離縁したはずですが、元夫が再会後に溺愛してきます
父親らしい温かい眼差しに胸が切なさで苦しくなった。
じわりと目元が熱くなり、気を抜けばすぐにでも涙が零れそうなほど涙腺は緩くなっていたが、ちょうど爽やかな風が吹き、それでなんとか乾かして誤魔化した。
「ところで、ママが人気ってどこの誰に? 教えてくれないか」
樹さんはふと真剣な顔になり柊に探りをいれる。
「あ、樹さんってば……」
「うんとね~、ほいくえんのたなかせんせーでしょ。あときばさんと、おさかなやさんのおにいちゃんも! みんなねー、ママとけっこんしたいんだよ」
「そんなに……」
指折り数える柊に、樹さんは絶句する。
「いやいやいや! 真に受けないで。そんなわけないじゃない」
「澪は自分の息子の発言を信じないのか?」
「そういうわけじゃないけど、でも、だって……」
離婚歴ありの子持ちに、そんなモテ期が来るわけがない。確かにみんな顔見知りで会えば楽しく会話をさせてもらっているけれど、男女の雰囲気になどなったことはない。
「みんなねー、ママのすきなものはなあに?ってきいてね、しゅーくんのパパになりたいなっていうの」
すべて初耳だ。子どもにそんなことを聞かせていたなんて、親として情けなさすぎる。
悪気はないとは思うが、父親の話は子どもにとっては少しばかりセンシティブな問題ではないだろうか。
しかし柊はなんともなさげに、お弁当をぱくぱく食べながら話した。
「それで、柊はいつもなんて答えてるんだ?」
「オレがみとめたおとこじゃないと、ゆるさないっていってる」
誇らしげに言うので、樹さんも私も噴き出した。
「そうか! それは頼もしいな」
「もう、柊ってば」
ひとしきり笑うと、樹さんは柊に提案した。
「柊の言う通り、俺も君のママが大好きなんだ。これからママにも柊にも認めて、もらえるようにがんばるから、柊が許せる男かどうか見張っていてくれないか」
「いっくんを?」
「そうだ。許してもらえるまでたくさん会いたい。会わせてもらうその間、ママに近づく不届きものがいたら、俺もいっしょにやっつけて守ってあげよう。どうだ? ふたりでママを狙う奴から守らないか?」
「いいよ! いっくんおっきーし、つよそーだもんな! あとオレといっくんここいっしょだから、とくべつにゆるしてあげる」
柊が指さしたのは耳だった。ふたりの耳を見比べると、上部が尖った特徴があり、同じ形をしていた。
「ここねー、みて。さんかくなの。とんがってるひとは、あたまがいいんだって、おしえてもらったんだ! でもなかなか、おなじひとみつかんないんだよな。いっくんはオレのなかま!」
「――ああ、俺たちは仲間だ」
樹さんは自分の耳を触りながら、抑えきれない喜びを滲ませた。
***
その後、次の週はもう一度公園でサッカーをし、さらにその次の週は植物園に連れて行ってもらった。その次は樹さんの仕事の都合で会っていなくて、先々週は海岸で遊び、先週は動物園へ出かけた。
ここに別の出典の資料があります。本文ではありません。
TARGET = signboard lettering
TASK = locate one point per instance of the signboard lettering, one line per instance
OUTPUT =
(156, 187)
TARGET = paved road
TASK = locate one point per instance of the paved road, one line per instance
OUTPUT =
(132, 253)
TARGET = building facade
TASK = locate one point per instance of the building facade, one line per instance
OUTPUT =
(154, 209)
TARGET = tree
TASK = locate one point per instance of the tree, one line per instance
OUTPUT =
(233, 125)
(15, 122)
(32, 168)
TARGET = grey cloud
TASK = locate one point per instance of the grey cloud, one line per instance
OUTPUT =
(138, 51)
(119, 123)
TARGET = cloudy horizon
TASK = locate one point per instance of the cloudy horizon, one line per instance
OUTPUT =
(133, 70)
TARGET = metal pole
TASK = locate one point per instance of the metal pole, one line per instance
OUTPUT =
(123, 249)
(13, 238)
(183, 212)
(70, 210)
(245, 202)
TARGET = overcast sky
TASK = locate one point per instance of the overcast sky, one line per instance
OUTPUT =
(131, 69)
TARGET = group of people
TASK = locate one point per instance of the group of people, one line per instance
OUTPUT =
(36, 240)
再会してから早いもので、一ヶ月半程経とうとしている。
今日も公園に行く予定だったがあいにくの雨だったので、私は思い切って樹さんを家に誘った。
樹さんは提案した時は驚いたようだったが、すぐに「ぜひ」と頷いた。
両親は仕事と外出で留守だが、樹さんに再会した経緯とやり直そうと言われている理由を話し、家に招くことは伝えてある。お母さんは
『やっぱりねえ。不誠実なことするような人には見えなかったから、何があったのかと思っていたけど……そんな事情があったのね』
と驚いていた。
付き合っていた時、樹さんへの信頼度はとても高かったから、当時も何かの間違いではないかと言われたほどだった。
どんな事情があったにしろ、私が辛い思いをしたのは無かったことにできない。それでもまだ彼と一緒にいたいと思うなら、思う通りにすればいいと言ってくれている。